What all this points to is that Hong Kong's economy is increasingly global in outreach. It has taken on the characteristics of a metropolitan economy co-ordinating finance, services, trade and manufacturing across a large hinterland - much the same way that New York or London operate in the United States and Europe.
The opportunities resulting from this increasingly global reach should continue to widen. But this is where the challenge comes in.
For that to happen Hong Kong has to really focus on its competitiveness. Steep currency devaluations elsewhere in the region during Asia's economic crisis make us, in relative terms, more expensive than ever.
To some degree the higher cost is to be expected in a global city. London and New York are certainly not cheap places to do business. But to continue attracting business despite our premium prices, we have to strengthen our capability to offer a different product than neighbouring economies. And as competition becomes ever more intense, we have to raise the value we add.
Easier said than done. But if any good has come out of Asia's economic crisis for Hong Kong it is that the entire community is now focused on this issue. New initiatives have been introduced, for example to accelerate the use of information technology in commerce, to upgrade services to SMEs and to tackle longstanding problems in the quality of our education system. All these are now seen as crucial to long-term competitiveness. And the need to be more competitive is, in turn, accepted as crucial to resuming healthy growth and better living standards.
The Road Ahead: embracing the future
Psychologically, we are better prepared to take up the competitive challenge of the future than at any time before 1997. For years Hong Kong had an enclave mentality. The drawn-out uncertainty over our future led many in business to think and plan short-term; to speculate more than they otherwise might.
The transition has engendered a new type of thinking. With our return to China, Hong Kong has embraced a new destiny and joined an entity far larger than itself - at a time when the Chinese mainland is committed to economic reform on an epic scale.
All this is encouraging longer-term thinking; fostering a sense of stability and a deeper sense of belonging. Suddenly Hong Kong is looking at a future that stretches far ahead. Our people are becoming more actively engaged and vocal in shaping that future. The record voter turnout at last month's elections for the post-handover legislature was an eloquent expression of this trend. Another, is the coming-together of government, business and political leaders from across the spectrum to thrash out ways to stimulate the economy, create more jobs and ease some of the pain Hong Kong people are feeling in the downturn. Expect a vigorous and healthy debate!

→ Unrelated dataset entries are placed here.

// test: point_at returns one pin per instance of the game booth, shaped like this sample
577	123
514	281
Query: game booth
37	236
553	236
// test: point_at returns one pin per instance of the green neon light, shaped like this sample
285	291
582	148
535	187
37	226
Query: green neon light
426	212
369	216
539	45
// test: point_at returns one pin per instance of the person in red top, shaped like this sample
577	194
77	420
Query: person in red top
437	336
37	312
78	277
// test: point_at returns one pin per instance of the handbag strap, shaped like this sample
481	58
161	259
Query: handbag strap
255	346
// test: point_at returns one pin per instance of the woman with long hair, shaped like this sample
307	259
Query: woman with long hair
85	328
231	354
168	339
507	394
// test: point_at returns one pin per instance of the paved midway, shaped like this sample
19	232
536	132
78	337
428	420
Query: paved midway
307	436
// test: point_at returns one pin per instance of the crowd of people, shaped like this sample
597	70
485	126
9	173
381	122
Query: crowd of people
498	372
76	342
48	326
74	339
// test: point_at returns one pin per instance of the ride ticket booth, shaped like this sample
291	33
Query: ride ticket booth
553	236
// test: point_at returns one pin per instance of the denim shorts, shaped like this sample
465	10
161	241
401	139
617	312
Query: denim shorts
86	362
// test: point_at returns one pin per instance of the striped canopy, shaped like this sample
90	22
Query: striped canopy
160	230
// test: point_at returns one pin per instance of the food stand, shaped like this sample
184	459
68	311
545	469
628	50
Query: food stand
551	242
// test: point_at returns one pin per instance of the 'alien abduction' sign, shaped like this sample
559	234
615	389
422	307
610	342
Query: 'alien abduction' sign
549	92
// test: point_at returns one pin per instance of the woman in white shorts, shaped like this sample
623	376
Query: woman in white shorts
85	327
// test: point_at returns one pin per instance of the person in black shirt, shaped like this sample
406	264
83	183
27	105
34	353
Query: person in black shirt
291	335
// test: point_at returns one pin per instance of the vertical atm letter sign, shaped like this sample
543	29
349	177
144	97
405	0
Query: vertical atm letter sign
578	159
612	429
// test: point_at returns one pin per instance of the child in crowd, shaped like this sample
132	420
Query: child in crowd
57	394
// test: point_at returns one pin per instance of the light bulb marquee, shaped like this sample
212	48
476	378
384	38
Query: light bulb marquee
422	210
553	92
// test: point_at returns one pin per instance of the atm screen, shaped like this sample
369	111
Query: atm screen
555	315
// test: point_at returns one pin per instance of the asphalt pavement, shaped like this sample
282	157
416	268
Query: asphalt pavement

Yet at the same time, there is a remarkable degree of consensus in Hong Kong that, at the end of the day, the best way forward is to remain true to the free market principles on which we built our past success. Few challenge the long-held philosophy that the role of government in Hong Kong should rest at minimum intervention, maximum support - and prudent fiscal management. That leaves the ball squarely in the private sector's court in terms of creating prosperity and business success. It is up to us to run with it.
Closing remarks: a higher potential
The massive infrastructural changes that have been going on in Hong Kong provide a conveniently symbolic backdrop to this psychological embracing of the future.
Hong Kong has quietly moved ahead in this tumultuous period with the opening of the world's longest road and rail suspension bridge, a third cross-harbour tunnel, an extension to the region' s largest exhibition and convention centre and completion of Asia's most modern airport.
I believe all these are the hallmarks of a people and a place yet to reach their full potential. I hope we will have many opportunities to work together as that potential unfolds.